I can’t imagine he has any personal liability in this. He has insurance, plus again, he has no legal duty to protect anyone… The victims’ families won $127ml in lawsuits from the school, but again, none of that is going to impact this particular cop.
I believe he’s still getting his pension. They tried to pass a bill to cancel his pension but it died, because if it had passed it would have been tossed out in court.
Cops have a really hard job that they are under no obligation to perform well at, so it’s pointless trying to hold them to account, we should continue to let them act as they wish.

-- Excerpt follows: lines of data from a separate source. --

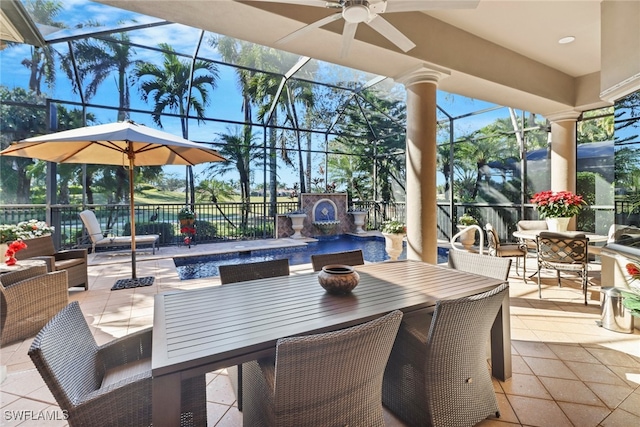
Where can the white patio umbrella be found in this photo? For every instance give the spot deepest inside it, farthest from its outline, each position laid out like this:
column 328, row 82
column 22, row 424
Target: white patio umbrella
column 124, row 144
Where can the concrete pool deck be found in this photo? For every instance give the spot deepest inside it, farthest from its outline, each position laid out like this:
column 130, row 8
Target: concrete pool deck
column 567, row 371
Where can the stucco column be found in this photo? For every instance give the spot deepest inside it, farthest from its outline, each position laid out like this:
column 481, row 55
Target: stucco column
column 564, row 153
column 422, row 232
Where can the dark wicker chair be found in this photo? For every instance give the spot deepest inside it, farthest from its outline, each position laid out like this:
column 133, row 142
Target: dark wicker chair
column 531, row 224
column 438, row 375
column 108, row 385
column 233, row 273
column 29, row 299
column 354, row 257
column 494, row 267
column 74, row 261
column 509, row 250
column 563, row 252
column 330, row 379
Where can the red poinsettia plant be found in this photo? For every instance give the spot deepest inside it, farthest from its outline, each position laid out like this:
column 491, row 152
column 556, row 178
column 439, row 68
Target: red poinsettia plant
column 12, row 249
column 557, row 204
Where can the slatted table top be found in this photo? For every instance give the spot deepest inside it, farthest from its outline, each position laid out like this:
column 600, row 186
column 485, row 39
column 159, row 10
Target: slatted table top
column 223, row 325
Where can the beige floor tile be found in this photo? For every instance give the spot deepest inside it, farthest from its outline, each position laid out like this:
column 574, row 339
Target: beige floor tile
column 221, row 391
column 611, row 395
column 549, row 368
column 519, row 366
column 533, row 349
column 591, row 372
column 584, row 415
column 571, row 391
column 572, row 352
column 525, row 385
column 538, row 412
column 621, row 418
column 632, row 403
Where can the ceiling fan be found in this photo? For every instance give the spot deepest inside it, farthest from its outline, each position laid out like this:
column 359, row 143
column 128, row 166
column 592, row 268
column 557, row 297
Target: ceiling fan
column 369, row 12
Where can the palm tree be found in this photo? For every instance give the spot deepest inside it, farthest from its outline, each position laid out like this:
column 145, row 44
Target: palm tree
column 173, row 88
column 41, row 63
column 241, row 151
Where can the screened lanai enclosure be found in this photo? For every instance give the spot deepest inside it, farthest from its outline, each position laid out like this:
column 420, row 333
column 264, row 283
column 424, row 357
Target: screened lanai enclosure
column 287, row 124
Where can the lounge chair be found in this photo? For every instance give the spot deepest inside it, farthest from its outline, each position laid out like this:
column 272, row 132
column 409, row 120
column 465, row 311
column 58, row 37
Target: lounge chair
column 98, row 238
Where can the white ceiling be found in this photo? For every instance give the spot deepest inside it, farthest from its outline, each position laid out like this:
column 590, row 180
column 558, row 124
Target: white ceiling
column 506, row 52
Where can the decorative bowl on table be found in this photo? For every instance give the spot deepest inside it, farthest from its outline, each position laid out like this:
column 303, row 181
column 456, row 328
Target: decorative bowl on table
column 338, row 279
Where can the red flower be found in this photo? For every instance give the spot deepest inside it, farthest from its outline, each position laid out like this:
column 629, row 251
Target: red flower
column 633, row 270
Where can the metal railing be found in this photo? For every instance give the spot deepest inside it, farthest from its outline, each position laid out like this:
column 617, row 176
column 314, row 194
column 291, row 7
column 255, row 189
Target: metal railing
column 237, row 221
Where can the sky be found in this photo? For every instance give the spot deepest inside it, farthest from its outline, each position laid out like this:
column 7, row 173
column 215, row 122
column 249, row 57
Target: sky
column 225, row 99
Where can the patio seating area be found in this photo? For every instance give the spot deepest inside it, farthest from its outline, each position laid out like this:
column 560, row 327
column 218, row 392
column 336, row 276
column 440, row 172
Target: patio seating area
column 566, row 370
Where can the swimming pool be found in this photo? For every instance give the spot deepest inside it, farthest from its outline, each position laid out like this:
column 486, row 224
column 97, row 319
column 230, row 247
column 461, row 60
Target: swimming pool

If there’s no duty to protect, then what the fuck was he there for? Why should he get a pension if he didn’t do his job? Because regardless of legal duty to protect, it was most certainly what he was hired for and why he was on school grounds to begin with.
The law prosecutors were trying to apply in this case is an example of failure to perform your job as a criminal act. Healthcare workers face criminal charges, prosecution, and prison time if they fail to help patients. It’s obscene that standard is not also applied to cops.